The drive-by shooting death of 22-year-old Daerius Churchill is one of them. He was killed last January, just blocks from his mother's homes in northeast Denver. It was Denver's first homicide of 2015.
“I really miss my son. My son was my best friend. We did everything together,” Therell Churchill says. “A lot of times he wouldn’t even want to go hang out with his friends to go play basketball or be active with them, he’d be like, ‘Nah, man. I’m hanging out with my mom.’ And his friends would look at him crazy like, ‘Who wants to sit in the house and hang out with their mom?’ ”
Churchill says on the night Daerius was killed he was on his way to a studio, where he was working on a hip hop album. She believes -- even though her son wasn’t in a gang -- that he was killed by gang members. But she’s unsure because police haven’t made any arrests.

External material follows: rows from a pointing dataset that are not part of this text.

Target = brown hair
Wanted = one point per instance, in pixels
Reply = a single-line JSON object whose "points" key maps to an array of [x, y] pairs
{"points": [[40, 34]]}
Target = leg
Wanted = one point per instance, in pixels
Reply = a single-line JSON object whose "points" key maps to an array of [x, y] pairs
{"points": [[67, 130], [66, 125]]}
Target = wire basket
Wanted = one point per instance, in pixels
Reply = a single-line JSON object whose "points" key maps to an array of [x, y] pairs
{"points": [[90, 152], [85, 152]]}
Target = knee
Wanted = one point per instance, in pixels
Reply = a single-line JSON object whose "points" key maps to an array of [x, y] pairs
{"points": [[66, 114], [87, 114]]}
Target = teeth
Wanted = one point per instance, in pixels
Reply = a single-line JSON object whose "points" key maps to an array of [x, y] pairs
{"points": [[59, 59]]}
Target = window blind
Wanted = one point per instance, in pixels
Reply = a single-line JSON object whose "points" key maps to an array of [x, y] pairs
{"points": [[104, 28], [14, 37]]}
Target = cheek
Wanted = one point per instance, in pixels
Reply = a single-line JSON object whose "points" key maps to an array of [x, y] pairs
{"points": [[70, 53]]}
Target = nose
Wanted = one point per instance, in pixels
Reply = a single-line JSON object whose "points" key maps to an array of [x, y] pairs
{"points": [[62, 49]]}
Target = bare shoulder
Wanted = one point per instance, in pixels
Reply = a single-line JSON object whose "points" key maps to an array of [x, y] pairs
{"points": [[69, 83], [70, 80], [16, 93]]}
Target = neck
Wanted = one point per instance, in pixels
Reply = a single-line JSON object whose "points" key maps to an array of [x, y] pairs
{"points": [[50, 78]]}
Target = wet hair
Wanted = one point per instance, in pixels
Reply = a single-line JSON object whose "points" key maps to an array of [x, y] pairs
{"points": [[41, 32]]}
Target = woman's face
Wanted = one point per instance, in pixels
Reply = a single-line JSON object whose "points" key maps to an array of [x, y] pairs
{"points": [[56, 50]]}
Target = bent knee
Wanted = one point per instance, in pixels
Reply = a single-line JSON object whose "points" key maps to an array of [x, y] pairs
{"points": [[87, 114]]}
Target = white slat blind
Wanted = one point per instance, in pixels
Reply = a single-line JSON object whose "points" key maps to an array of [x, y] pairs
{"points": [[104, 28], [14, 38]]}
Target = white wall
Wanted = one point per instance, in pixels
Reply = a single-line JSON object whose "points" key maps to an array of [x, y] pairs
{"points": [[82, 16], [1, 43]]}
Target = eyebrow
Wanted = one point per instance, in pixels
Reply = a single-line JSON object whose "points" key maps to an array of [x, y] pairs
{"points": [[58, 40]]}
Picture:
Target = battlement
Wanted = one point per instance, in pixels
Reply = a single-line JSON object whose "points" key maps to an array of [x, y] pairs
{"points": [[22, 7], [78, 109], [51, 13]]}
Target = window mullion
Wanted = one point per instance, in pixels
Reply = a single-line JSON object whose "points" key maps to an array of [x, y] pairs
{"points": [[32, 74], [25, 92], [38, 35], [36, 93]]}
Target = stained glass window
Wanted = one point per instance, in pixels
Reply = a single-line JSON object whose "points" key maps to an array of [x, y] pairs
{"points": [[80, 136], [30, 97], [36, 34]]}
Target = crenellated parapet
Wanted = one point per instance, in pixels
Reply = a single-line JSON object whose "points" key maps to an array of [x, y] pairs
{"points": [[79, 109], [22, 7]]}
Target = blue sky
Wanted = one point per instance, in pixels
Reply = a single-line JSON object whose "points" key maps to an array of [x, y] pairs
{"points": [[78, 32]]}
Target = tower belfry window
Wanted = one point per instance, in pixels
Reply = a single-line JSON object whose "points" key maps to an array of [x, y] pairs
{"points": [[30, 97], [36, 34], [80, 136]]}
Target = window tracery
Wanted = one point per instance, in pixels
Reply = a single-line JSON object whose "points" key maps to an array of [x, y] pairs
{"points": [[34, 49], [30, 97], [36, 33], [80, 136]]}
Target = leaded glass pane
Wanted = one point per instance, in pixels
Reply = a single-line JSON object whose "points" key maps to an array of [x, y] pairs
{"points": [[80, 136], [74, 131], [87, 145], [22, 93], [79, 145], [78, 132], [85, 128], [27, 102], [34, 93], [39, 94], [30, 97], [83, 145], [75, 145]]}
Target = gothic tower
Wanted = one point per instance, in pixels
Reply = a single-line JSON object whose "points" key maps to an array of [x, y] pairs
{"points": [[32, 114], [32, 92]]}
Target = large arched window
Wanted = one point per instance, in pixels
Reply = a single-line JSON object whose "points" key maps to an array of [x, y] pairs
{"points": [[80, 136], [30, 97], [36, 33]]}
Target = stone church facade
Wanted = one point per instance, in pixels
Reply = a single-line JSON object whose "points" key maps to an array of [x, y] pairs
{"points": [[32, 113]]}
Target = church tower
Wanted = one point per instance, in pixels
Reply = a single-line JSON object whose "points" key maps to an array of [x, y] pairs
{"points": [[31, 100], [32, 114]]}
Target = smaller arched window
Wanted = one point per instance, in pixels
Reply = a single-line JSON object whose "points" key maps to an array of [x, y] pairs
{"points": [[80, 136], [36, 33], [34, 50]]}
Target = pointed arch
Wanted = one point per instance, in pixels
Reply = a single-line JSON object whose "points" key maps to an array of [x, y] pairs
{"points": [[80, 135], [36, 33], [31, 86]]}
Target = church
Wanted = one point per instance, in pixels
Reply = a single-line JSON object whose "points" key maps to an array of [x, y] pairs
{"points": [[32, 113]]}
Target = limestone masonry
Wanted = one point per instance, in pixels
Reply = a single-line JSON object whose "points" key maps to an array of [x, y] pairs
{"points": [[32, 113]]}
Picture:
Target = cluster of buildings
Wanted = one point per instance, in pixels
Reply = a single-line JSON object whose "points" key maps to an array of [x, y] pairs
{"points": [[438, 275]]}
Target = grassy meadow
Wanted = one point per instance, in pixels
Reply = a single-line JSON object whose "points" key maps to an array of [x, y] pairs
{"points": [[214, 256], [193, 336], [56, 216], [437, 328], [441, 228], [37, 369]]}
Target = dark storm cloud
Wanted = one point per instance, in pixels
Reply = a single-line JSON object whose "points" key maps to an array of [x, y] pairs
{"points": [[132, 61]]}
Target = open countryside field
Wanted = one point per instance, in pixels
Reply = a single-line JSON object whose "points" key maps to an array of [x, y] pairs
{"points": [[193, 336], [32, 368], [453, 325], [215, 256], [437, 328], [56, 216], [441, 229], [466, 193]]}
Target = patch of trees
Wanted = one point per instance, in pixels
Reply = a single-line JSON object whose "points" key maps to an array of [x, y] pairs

“I don’t know if I need to pack up me and all my family and move to another state,” she says. “I don’t know what was the cause and what was the reason they would want to take my son’s life."
Denver Police Chief Robert White says gang killings made up about half of the 51 homicides last year, and gang murders are difficult to solve because witnesses are often afraid to come forward.
“We know who committed a lot of those homicides. “It’s just a matter of putting enough facts together, where we can present to the DA, where they can file the cases and individuals can get convicted for it,” he says.
After a rash of revenge killings in the spring, the department made gangs a focus, “to really kind of get our arms around what’s going on as it relates to these gang shootings,” White says. He credits the work of community gang prevention efforts for keeping the homicide number from being even worse.
The Rev. Leon Kelly is one of the people grappling with that violence. He formed a group of former gang members last year designed, he says, to stem the retaliatory nature of the violence.
“You know, when you start talking about revenge, revenge is an unruly force,” he says, seated in his wood paneled office, with big fish tanks bubbling softly. Those fish can be a calming influence, he says. To someone in a gang, “it’s almost like if you hit one of us, we’re going to come back and hit two of you, if you hit two of us we’re going to get four of you.”
Kelly also suspects that as neighborhoods gentrify, especially around Park Hill, gang territory is shrinking.
“It’s causing some of the blacks and Hispanics to be on top of each other, and they’re battling for space, they’re battling for property,” he says. “They’re battling for their hoodspace.”
Still, while other major cities in the country have seen a similar spike in homicides, the numbers over the long term are historically low.
“Especially in the early 1990s, they were twice as high as they are now,” including in Denver, says CU Boulder Criminologist Michael Radelet. “And in 2015, there’s no question that the homicide rate in Denver did go up, but it’s still below national averages.”
At the same time, there’s no question there’s a problem with unsolved homicides, Radelet says. That lack of resolution erodes trust in the community, and makes new homicides harder to solve.
It robs victims' families, like Therell Churchill’s, of closure.
“I could have more peace with it if I knew that my son had an illness or you know and I know that he died in a hospital and we expected that,” she says.
Churchill says she’s doing anything she can to help -- she’s even contacted a psychic to help find her son’s killer.